Es tu responsabilidad darme prioridad por encima de cualquier cosa o persona en el imperio.

—Juré lealtad al trono —dijo con cuidado—.

El trono es el símbolo de poder y autoridad en el imperio.

Creo que el poder y la autoridad concedidos a quienquiera que se siente en el trono es por el bien de los ciudadanos.

Como caballero, mi deber es vigilar al emperador y asegurarme de que no abuse del poder que se le ha otorgado.

No estoy obligado a seguirle ciegamente, Su Majestad.

Soy un caballero del imperio, no su marioneta personal.

—Hum —dijo el emperador, actuando como un niño con una rabieta—.

Hablas con mucha arrogancia para ser alguien apodado mi «bestia de la sombra».

El término «bestia de la sombra» era un eufemismo para «asesino».

Era cierto que había hecho mucho trabajo sucio para el emperador.

Pero…
—No se equivoque, Su Majestad —dijo Kiho con cuidado—.

La única razón por la que no he dicho «no» a sus peticiones de asesinato es porque he juzgado que matar a la gente de su lista beneficiaría a nuestro imperio.

Pero si tengo que rechazar una misión suya, lo haré.

No me importa que me castigue.

Defenderé lo que creo que es correcto.

—Me rompes el corazón, Kiho —dijo el emperador con una sonrisa amarga—.

Lo que has dicho no está mal.

Los caballeros juran lealtad al trono y no a la persona que se sienta en él.

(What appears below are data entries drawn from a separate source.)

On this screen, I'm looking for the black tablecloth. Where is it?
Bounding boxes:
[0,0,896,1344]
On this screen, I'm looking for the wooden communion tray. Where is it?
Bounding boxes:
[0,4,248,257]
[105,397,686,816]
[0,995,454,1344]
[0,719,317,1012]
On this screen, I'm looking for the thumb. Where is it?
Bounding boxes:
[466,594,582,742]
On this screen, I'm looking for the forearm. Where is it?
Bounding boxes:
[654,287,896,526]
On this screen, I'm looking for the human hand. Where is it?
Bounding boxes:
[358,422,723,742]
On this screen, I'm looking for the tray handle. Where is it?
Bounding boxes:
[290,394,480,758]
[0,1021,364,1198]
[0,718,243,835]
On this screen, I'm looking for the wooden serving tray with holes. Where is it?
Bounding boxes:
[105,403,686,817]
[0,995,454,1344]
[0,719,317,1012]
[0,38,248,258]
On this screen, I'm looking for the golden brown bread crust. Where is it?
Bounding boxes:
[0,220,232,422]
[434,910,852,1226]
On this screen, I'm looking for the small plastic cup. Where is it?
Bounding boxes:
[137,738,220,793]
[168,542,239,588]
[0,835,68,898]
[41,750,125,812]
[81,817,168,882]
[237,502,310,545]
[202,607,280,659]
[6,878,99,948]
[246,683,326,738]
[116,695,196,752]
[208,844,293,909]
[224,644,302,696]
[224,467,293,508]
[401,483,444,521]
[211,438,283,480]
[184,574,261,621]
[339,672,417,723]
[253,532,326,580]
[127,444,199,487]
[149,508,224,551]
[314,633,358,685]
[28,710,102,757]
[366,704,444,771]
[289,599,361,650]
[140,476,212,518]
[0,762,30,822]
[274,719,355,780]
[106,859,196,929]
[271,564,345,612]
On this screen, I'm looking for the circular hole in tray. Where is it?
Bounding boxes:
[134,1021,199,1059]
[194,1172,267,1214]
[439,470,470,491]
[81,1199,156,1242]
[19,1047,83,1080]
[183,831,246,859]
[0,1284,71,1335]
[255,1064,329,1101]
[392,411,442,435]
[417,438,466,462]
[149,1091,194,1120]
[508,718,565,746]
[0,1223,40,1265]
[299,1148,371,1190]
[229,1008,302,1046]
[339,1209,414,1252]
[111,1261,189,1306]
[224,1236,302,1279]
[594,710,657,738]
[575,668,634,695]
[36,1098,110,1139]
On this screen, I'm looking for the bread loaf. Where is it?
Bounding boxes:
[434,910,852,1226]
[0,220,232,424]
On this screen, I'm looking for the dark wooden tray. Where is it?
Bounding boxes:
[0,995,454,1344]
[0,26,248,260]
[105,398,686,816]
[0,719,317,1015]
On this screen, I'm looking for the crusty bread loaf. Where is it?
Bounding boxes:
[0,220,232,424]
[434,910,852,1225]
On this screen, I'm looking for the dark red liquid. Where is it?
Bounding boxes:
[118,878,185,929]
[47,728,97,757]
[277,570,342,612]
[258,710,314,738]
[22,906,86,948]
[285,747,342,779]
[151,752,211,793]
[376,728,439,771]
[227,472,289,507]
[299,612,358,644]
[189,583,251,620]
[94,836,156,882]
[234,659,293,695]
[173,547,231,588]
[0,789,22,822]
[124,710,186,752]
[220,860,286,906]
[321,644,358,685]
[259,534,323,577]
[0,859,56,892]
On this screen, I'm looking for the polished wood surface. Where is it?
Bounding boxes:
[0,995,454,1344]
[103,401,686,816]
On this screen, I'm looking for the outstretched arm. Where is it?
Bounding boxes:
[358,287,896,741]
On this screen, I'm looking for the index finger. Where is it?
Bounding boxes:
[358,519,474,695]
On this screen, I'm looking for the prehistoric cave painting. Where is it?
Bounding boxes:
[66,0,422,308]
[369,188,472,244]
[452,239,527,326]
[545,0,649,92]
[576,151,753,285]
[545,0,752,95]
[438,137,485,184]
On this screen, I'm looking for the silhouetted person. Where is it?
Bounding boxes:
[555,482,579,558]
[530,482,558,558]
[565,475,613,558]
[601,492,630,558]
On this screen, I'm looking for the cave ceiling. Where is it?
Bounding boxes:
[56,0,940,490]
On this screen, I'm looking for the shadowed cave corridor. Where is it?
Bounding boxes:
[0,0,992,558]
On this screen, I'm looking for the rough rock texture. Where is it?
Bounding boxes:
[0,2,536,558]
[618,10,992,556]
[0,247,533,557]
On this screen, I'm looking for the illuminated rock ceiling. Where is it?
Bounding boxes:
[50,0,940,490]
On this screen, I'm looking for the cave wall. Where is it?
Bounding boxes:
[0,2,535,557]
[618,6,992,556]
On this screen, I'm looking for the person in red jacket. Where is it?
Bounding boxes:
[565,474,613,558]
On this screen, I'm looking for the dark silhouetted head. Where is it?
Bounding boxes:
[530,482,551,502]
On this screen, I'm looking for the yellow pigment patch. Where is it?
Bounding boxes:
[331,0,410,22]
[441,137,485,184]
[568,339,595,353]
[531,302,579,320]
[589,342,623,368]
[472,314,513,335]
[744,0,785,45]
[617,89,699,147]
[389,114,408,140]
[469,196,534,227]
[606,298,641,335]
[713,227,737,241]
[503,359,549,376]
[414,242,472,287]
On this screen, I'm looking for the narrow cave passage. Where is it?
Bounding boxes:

Pero pensaba que te pondrías de mi parte pasara lo que pasara por nuestro vínculo.

—Nos conocimos cuando yo solo tenía ocho años —dijo.

En aquella época, no sabía que él era el príncipe heredero del imperio—.

Aparecía y desaparecía de vez en cuando.

Pero cada vez que aparecía, siempre me daba comida y ropa nueva.

No quiero admitirlo, pero es una figura paterna para mí.

—Oye, no soy tan viejo —se quejó Su Majestad con ligereza—.

«Hermano mayor».

Di que soy como un hermano mayor para ti en lugar de una figura paterna.

—Es lo mismo —dijo, negándose a volver a llamarlo «hermano mayor»—.

En fin, cuando tenía trece años, me trajo a la Capital Real.

A pesar de la firme negativa de los nobles de mayor rango, me concedió el título de caballero tras solo un año de entrenamiento.

Y, dos años después, me pidió que matara al anterior capitán de los Caballeros de la Serpiente Negra.

El emperador le pidió que matara a Sir Horan por su corrupción.

Utilizó su puesto de capitán e hizo que sus hombres dirigieran su «negocio» ilegal.

Sir Horan vendía información sobre el Emperador Aku y los otros capitanes a cualquiera que tuviera dinero para pagarla.

Mató a Sir Horan, pero su corrupción fue barrida bajo la alfombra.

Los consejeros del emperador no querían que el público supiera que Sir Horan era un traidor porque no querían que otras personas se enteraran y copiaran el «negocio» del anterior capitán.

Y así, se convirtió en el chivo expiatorio.

El público pensó que había matado a Sir Horan solo para robarle su puesto de capitán.

«Ah, es verdad.

Después de eso, Su Majestad me nombró capitán de los Caballeros de la Serpiente Negra».

El emperador también le hizo reclutar a sus propios miembros, ya que todos los caballeros del anterior escuadrón de Sir Horan fueron encerrados en Arabella, la peor prisión del imperio.

Reclutó a los mercenarios con los que había trabajado como nuevos miembros de los Caballeros de la Serpiente Negra.

Los nobles no estaban muy contentos de que se nombrara caballeros a personas de dudosa procedencia, pero no pudieron hacer nada al respecto.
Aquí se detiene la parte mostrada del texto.